Yoon and Lee both should accept their shortcomings. They must respect each other as cooperative competitors who will help create a united vision and policy. They must remember the great Buddhist monk Wonhyo’s philosophy of “harmonious dispute.”
 
Fortunately, both candidates have hinted at attitudes of unity. Yoon has called the late President Kim Dae-jung a “saint,” and Lee recently said the late President Park Chung Hee had both merits and demerits. “Park built the Gyeongbu Expressway to open a path to industrialization,” Lee said on the campaign trail.
 
Wealth polarization is growing serious. Ideological, generational, regional and class conflicts are about to explode. The key is increasing the middle class. It was a resolution presented by Aristotle 2,300 years ago. In “Politika,” he wrote the best political system is the one controlled by a wide middle class. He said excessive wealth and extreme poverty make the people liable to act in irrational ways.
 
To strengthen the middle class, a country does not need a competition over giveaways. It requires audacious economic and industrial policies that promote the creation of innovative companies.

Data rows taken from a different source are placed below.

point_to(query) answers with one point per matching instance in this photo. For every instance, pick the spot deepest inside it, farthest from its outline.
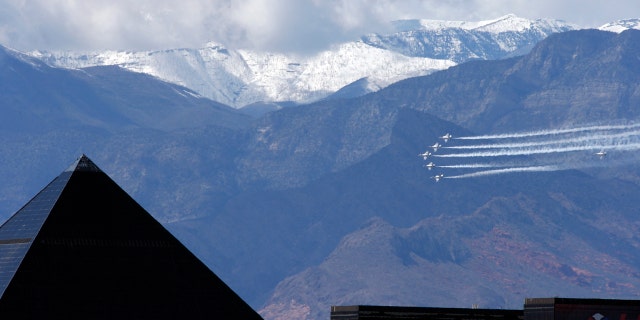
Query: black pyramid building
(84, 249)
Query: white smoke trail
(547, 150)
(474, 166)
(506, 170)
(551, 132)
(590, 139)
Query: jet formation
(437, 146)
(425, 155)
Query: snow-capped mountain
(461, 40)
(621, 25)
(242, 77)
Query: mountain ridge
(242, 77)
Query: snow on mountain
(243, 77)
(461, 40)
(621, 25)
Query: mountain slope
(243, 77)
(572, 77)
(463, 41)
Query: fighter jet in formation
(601, 154)
(425, 155)
(446, 137)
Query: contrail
(532, 151)
(474, 166)
(550, 132)
(593, 139)
(507, 170)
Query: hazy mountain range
(328, 203)
(243, 77)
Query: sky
(292, 26)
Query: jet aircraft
(446, 137)
(425, 155)
(601, 154)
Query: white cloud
(279, 25)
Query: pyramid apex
(83, 163)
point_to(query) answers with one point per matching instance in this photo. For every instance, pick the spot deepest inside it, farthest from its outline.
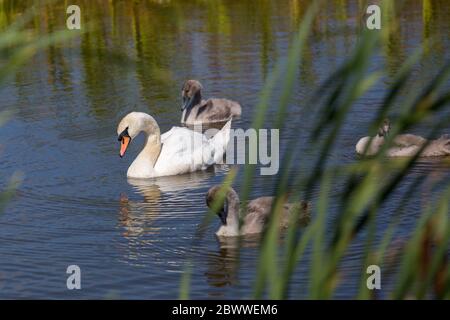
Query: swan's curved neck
(142, 166)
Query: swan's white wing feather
(183, 150)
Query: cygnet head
(218, 193)
(191, 93)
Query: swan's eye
(124, 133)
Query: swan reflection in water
(144, 222)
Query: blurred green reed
(369, 182)
(18, 44)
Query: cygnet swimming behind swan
(196, 111)
(178, 151)
(403, 145)
(257, 215)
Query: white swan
(177, 151)
(257, 213)
(196, 111)
(404, 145)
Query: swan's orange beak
(125, 141)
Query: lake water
(132, 239)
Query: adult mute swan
(257, 215)
(177, 151)
(195, 110)
(404, 145)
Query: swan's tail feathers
(220, 142)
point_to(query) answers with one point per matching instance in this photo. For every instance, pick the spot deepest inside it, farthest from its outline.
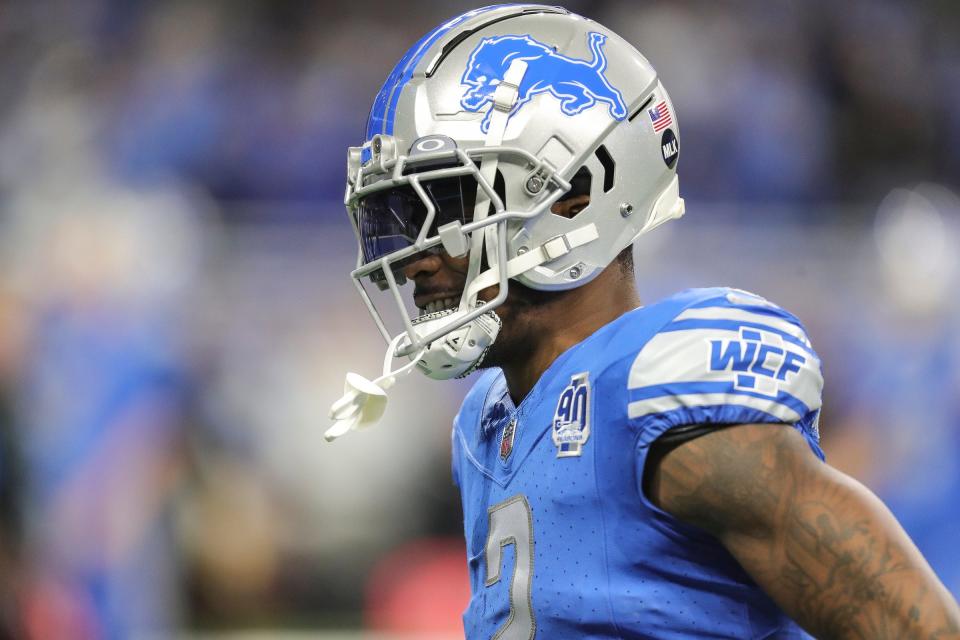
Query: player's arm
(818, 542)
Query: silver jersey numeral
(512, 523)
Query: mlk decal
(577, 84)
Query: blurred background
(176, 314)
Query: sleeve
(733, 358)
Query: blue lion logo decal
(578, 84)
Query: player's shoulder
(724, 356)
(488, 381)
(690, 315)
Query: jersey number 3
(511, 522)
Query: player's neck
(566, 322)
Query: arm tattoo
(823, 547)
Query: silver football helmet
(480, 128)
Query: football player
(626, 471)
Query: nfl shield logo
(506, 441)
(571, 422)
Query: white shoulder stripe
(662, 404)
(684, 356)
(742, 315)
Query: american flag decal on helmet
(660, 117)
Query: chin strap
(364, 401)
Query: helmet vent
(640, 109)
(463, 35)
(608, 167)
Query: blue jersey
(561, 540)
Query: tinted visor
(392, 219)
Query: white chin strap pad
(361, 406)
(459, 352)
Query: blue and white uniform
(561, 541)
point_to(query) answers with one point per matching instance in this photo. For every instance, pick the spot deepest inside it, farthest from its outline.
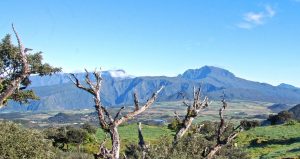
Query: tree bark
(116, 145)
(185, 127)
(14, 84)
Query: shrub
(17, 142)
(190, 146)
(280, 118)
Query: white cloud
(254, 19)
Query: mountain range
(56, 92)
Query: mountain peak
(206, 71)
(288, 86)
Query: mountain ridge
(57, 93)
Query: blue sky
(255, 39)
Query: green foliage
(73, 155)
(280, 118)
(129, 134)
(76, 135)
(63, 136)
(174, 125)
(17, 142)
(249, 124)
(89, 128)
(11, 68)
(278, 141)
(190, 146)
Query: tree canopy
(15, 68)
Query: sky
(257, 40)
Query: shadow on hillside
(262, 143)
(294, 150)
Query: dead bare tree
(25, 72)
(192, 112)
(142, 143)
(221, 129)
(106, 121)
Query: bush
(17, 142)
(189, 147)
(280, 118)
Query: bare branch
(142, 143)
(14, 84)
(76, 82)
(221, 130)
(136, 102)
(119, 112)
(192, 112)
(177, 116)
(142, 109)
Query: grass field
(280, 141)
(129, 134)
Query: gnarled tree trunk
(107, 123)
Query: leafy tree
(58, 136)
(15, 68)
(17, 142)
(77, 136)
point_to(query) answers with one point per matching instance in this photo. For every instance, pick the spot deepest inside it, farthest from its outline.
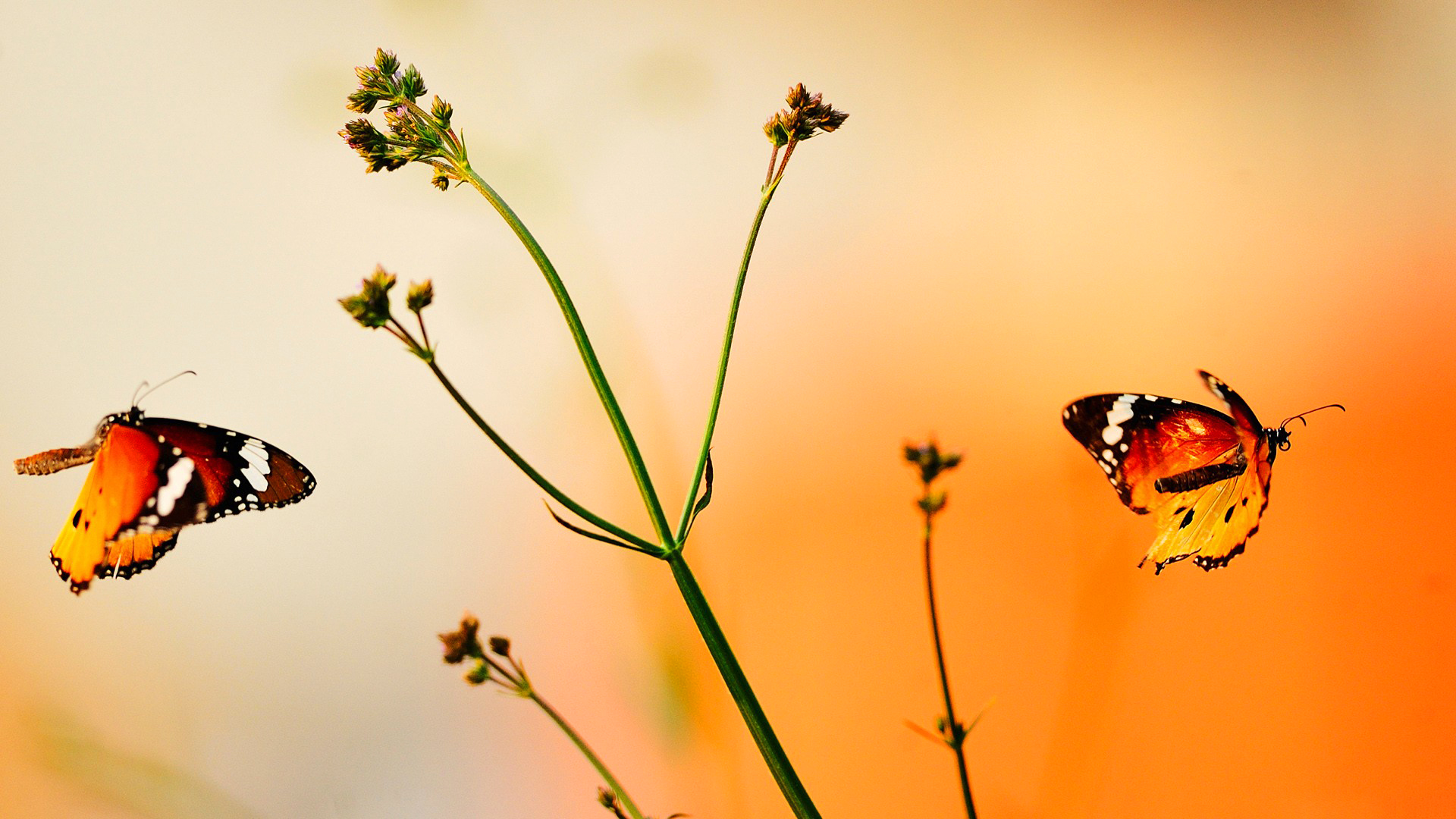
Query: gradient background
(1030, 203)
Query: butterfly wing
(1203, 472)
(136, 497)
(239, 472)
(1144, 439)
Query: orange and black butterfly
(1203, 472)
(149, 479)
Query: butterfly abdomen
(1200, 477)
(55, 461)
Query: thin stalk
(737, 684)
(723, 366)
(541, 480)
(592, 757)
(957, 741)
(588, 356)
(522, 686)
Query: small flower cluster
(805, 117)
(465, 645)
(414, 133)
(370, 308)
(930, 463)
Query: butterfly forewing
(240, 472)
(1141, 439)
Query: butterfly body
(149, 479)
(1203, 472)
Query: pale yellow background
(1031, 202)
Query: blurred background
(1030, 203)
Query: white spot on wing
(178, 477)
(255, 477)
(1122, 411)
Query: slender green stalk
(723, 365)
(592, 757)
(956, 736)
(541, 480)
(588, 356)
(737, 684)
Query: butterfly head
(1279, 438)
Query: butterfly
(149, 479)
(1203, 472)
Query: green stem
(541, 480)
(723, 366)
(588, 356)
(954, 727)
(737, 684)
(592, 757)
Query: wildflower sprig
(370, 308)
(930, 464)
(495, 665)
(425, 136)
(414, 133)
(805, 117)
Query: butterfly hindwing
(137, 493)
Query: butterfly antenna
(139, 395)
(1301, 417)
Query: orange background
(1030, 203)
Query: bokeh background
(1030, 203)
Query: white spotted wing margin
(1203, 472)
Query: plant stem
(517, 682)
(592, 757)
(737, 684)
(588, 356)
(957, 736)
(541, 480)
(723, 366)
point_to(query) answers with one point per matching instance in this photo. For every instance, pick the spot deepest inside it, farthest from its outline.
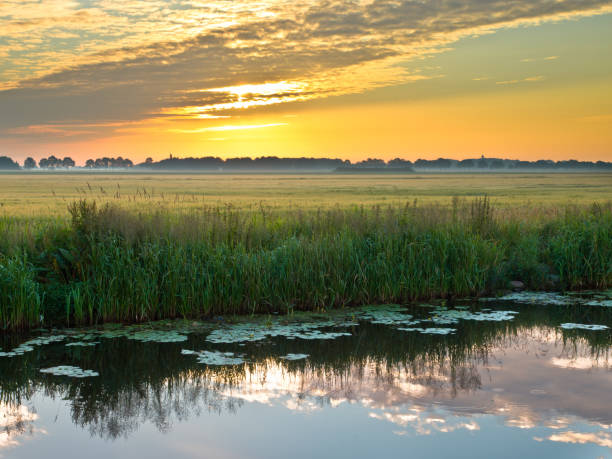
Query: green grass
(108, 262)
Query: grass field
(37, 194)
(91, 248)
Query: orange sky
(515, 79)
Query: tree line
(274, 163)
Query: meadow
(44, 193)
(91, 248)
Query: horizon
(521, 79)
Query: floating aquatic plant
(215, 357)
(431, 330)
(386, 315)
(295, 356)
(82, 344)
(443, 316)
(572, 326)
(556, 298)
(29, 346)
(241, 333)
(67, 370)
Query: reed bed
(108, 263)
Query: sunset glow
(519, 79)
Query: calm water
(509, 384)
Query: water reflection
(525, 374)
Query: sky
(521, 79)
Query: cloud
(135, 60)
(230, 127)
(597, 438)
(524, 80)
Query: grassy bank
(107, 263)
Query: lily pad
(82, 344)
(442, 316)
(572, 326)
(241, 333)
(215, 357)
(386, 315)
(67, 370)
(29, 345)
(431, 330)
(295, 356)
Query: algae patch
(572, 326)
(67, 370)
(431, 330)
(241, 333)
(295, 356)
(29, 345)
(215, 357)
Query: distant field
(40, 194)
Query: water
(503, 381)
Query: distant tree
(467, 163)
(50, 163)
(398, 162)
(29, 163)
(7, 163)
(68, 162)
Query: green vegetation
(111, 263)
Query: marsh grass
(107, 262)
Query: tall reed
(109, 264)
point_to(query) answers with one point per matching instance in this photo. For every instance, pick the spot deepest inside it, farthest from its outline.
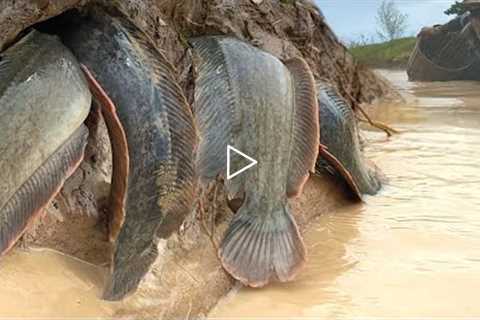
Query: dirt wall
(187, 279)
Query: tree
(392, 23)
(456, 8)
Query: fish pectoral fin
(306, 132)
(258, 247)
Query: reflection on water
(45, 284)
(413, 250)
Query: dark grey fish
(158, 127)
(44, 100)
(340, 135)
(247, 98)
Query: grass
(391, 54)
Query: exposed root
(379, 125)
(209, 230)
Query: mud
(187, 279)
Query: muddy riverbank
(187, 280)
(412, 250)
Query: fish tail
(259, 247)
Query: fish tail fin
(258, 247)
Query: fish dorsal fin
(214, 106)
(306, 132)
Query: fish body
(44, 100)
(160, 140)
(340, 135)
(250, 100)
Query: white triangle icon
(252, 163)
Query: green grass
(393, 53)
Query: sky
(350, 19)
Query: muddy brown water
(412, 251)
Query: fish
(249, 99)
(44, 100)
(153, 139)
(341, 139)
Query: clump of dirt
(187, 279)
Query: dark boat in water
(447, 52)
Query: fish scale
(44, 100)
(340, 136)
(160, 136)
(267, 108)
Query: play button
(251, 162)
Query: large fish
(247, 98)
(44, 100)
(153, 139)
(340, 135)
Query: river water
(413, 250)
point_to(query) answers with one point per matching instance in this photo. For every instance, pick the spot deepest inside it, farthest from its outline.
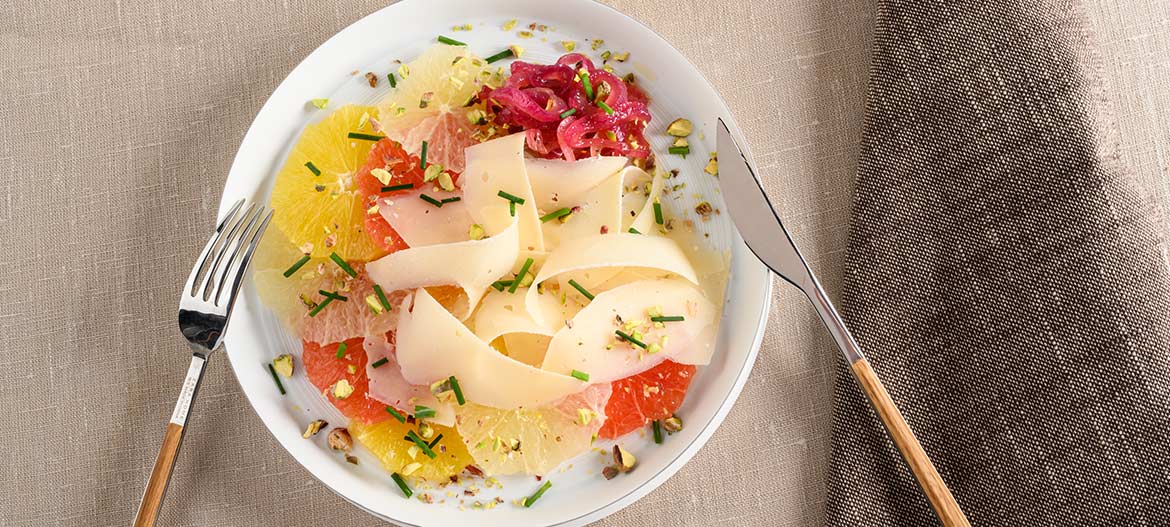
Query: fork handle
(160, 476)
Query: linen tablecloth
(119, 118)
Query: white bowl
(403, 31)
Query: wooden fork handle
(931, 484)
(164, 464)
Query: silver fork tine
(247, 239)
(228, 240)
(190, 288)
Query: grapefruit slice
(315, 200)
(324, 370)
(652, 395)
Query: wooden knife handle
(933, 484)
(159, 477)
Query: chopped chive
(321, 306)
(398, 187)
(431, 200)
(539, 492)
(586, 84)
(421, 444)
(296, 266)
(630, 339)
(500, 56)
(520, 276)
(343, 265)
(580, 289)
(459, 391)
(365, 136)
(511, 198)
(382, 296)
(276, 378)
(556, 214)
(401, 484)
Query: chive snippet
(520, 276)
(556, 214)
(511, 198)
(341, 262)
(401, 485)
(630, 339)
(431, 200)
(321, 306)
(459, 391)
(500, 56)
(539, 492)
(382, 296)
(393, 412)
(276, 378)
(580, 289)
(398, 187)
(296, 266)
(365, 136)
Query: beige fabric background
(119, 118)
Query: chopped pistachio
(680, 128)
(446, 183)
(475, 232)
(339, 439)
(283, 365)
(342, 389)
(623, 459)
(314, 428)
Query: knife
(765, 235)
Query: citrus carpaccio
(652, 395)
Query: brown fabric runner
(1006, 278)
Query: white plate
(403, 31)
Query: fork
(204, 310)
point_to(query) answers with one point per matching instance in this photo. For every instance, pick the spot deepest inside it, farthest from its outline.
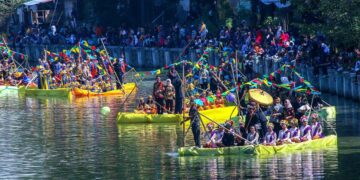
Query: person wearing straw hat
(316, 127)
(305, 129)
(284, 133)
(270, 136)
(228, 138)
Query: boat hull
(57, 93)
(218, 115)
(328, 141)
(127, 88)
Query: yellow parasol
(261, 97)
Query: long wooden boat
(58, 93)
(328, 141)
(7, 90)
(127, 88)
(219, 115)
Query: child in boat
(211, 103)
(210, 136)
(204, 100)
(219, 102)
(241, 140)
(228, 137)
(270, 136)
(151, 104)
(294, 131)
(252, 137)
(316, 127)
(284, 134)
(305, 129)
(141, 105)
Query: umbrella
(199, 102)
(260, 97)
(210, 99)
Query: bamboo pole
(183, 100)
(237, 135)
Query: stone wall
(137, 57)
(344, 84)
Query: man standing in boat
(194, 118)
(158, 93)
(120, 69)
(178, 96)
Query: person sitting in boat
(210, 136)
(141, 105)
(211, 102)
(219, 135)
(219, 102)
(151, 103)
(25, 80)
(252, 137)
(284, 134)
(204, 100)
(316, 127)
(275, 117)
(294, 131)
(270, 136)
(305, 129)
(289, 112)
(302, 109)
(169, 96)
(228, 137)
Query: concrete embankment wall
(343, 84)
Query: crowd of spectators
(253, 44)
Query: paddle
(237, 135)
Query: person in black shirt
(194, 118)
(178, 96)
(228, 137)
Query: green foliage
(228, 23)
(7, 7)
(339, 20)
(270, 21)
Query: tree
(7, 7)
(339, 20)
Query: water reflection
(308, 164)
(68, 139)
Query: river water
(68, 139)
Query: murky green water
(54, 138)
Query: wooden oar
(237, 135)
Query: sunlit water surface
(55, 138)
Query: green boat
(323, 143)
(58, 93)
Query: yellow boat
(58, 93)
(328, 141)
(127, 88)
(219, 115)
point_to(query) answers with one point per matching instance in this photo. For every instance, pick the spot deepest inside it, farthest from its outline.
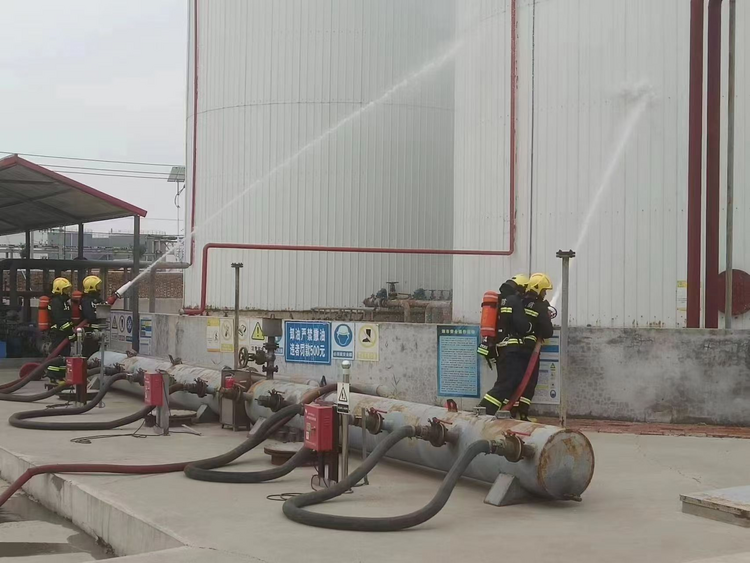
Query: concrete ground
(631, 511)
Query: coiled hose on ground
(294, 507)
(23, 419)
(263, 432)
(202, 470)
(33, 375)
(54, 355)
(50, 392)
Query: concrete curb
(124, 531)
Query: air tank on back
(267, 162)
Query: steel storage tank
(273, 77)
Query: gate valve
(244, 357)
(137, 377)
(511, 447)
(259, 357)
(198, 387)
(436, 433)
(274, 401)
(373, 420)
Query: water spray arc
(640, 97)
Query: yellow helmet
(92, 284)
(521, 280)
(61, 285)
(539, 283)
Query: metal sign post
(342, 406)
(236, 349)
(566, 256)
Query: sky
(101, 79)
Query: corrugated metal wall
(592, 62)
(741, 254)
(275, 75)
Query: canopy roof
(34, 198)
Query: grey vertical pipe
(152, 291)
(565, 291)
(730, 162)
(45, 281)
(81, 271)
(27, 299)
(163, 412)
(345, 373)
(366, 481)
(135, 301)
(236, 346)
(105, 282)
(13, 279)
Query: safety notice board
(548, 387)
(458, 361)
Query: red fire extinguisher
(43, 313)
(75, 306)
(488, 326)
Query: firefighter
(512, 327)
(92, 287)
(537, 309)
(61, 329)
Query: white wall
(275, 75)
(593, 62)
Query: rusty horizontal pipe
(560, 463)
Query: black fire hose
(294, 507)
(33, 375)
(21, 419)
(201, 470)
(50, 392)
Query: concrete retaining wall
(650, 375)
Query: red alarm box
(154, 394)
(75, 371)
(319, 427)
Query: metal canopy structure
(35, 198)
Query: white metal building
(588, 71)
(601, 107)
(274, 78)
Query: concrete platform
(631, 512)
(727, 505)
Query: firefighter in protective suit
(512, 323)
(537, 309)
(92, 287)
(61, 329)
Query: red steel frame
(695, 165)
(360, 250)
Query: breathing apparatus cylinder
(488, 326)
(43, 316)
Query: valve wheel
(244, 357)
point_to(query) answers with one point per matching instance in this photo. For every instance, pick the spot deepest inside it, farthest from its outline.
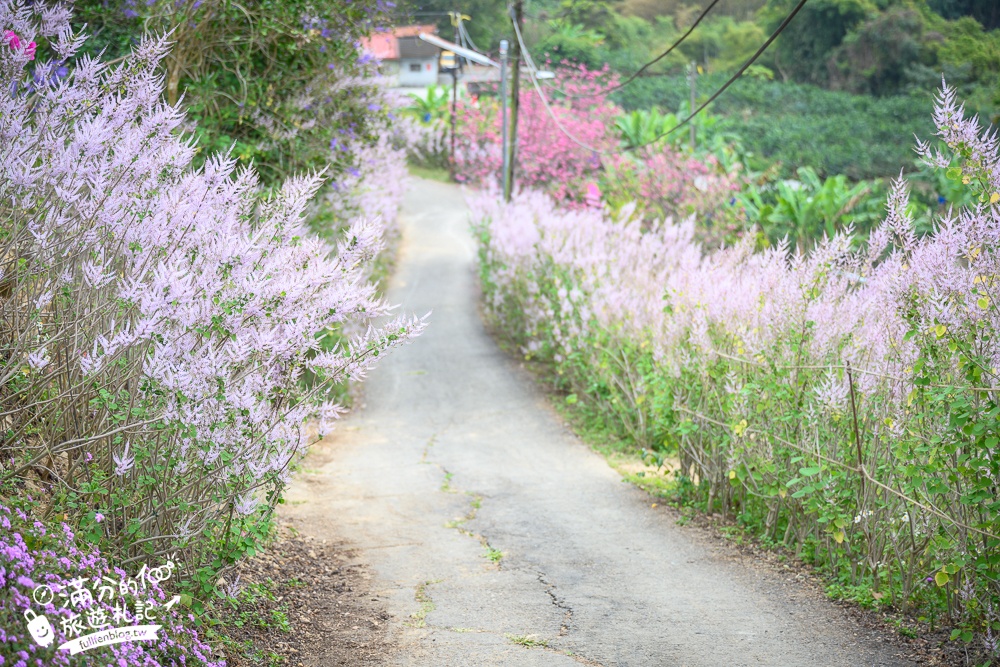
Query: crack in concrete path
(452, 412)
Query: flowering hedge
(843, 402)
(157, 320)
(33, 556)
(570, 150)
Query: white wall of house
(417, 71)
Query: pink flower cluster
(32, 556)
(15, 44)
(711, 338)
(559, 161)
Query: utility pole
(518, 18)
(503, 117)
(454, 113)
(691, 79)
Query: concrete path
(497, 538)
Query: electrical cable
(732, 79)
(545, 100)
(663, 55)
(465, 34)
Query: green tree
(804, 49)
(278, 81)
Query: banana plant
(432, 106)
(805, 209)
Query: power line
(541, 94)
(663, 55)
(732, 79)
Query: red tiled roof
(385, 45)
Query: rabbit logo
(39, 628)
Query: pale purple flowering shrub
(156, 320)
(844, 401)
(31, 555)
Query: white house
(405, 58)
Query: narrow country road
(497, 538)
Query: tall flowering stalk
(842, 401)
(156, 320)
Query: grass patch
(493, 555)
(423, 598)
(528, 641)
(430, 173)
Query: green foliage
(801, 53)
(431, 106)
(271, 80)
(572, 41)
(806, 209)
(802, 125)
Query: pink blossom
(15, 43)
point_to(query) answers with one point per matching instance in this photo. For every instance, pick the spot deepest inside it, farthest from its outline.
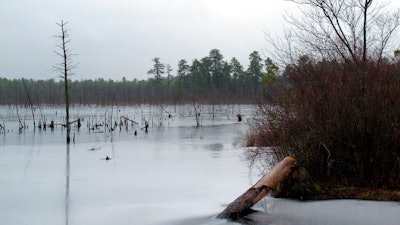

The government and the public sector must be changed to allow convergence of advance science and technology with business and deregulation. Only then, will industry reshape to accommodate a first mover.
 
The same applies to foreign affairs and national security. We are the world’s only divided country that faces a nuclear-armed North Korea and is surrounded by four big powers. For unity, a middle class that obeys the rule of reason must have a louder voice.
 
China was the world’s largest economy before 1820. But it collapsed in the 19th century and it took two centuries to rebound. Korea is the world’s 10th largest economy, sixth largest military power and fifth technological power. It should be able to compete against the United States, China, Japan and European Union. If it loses in this competition, it will lose everything for good.
 
Over the past nine years, we have experienced an era of incompetence and lack of communication. This election must be a process to produce a leadership of communication and unity for the sake of the people’s livelihoods, security and future. To this end, Lee and Yoon must accept each other and declare there will be no political retaliation after the election.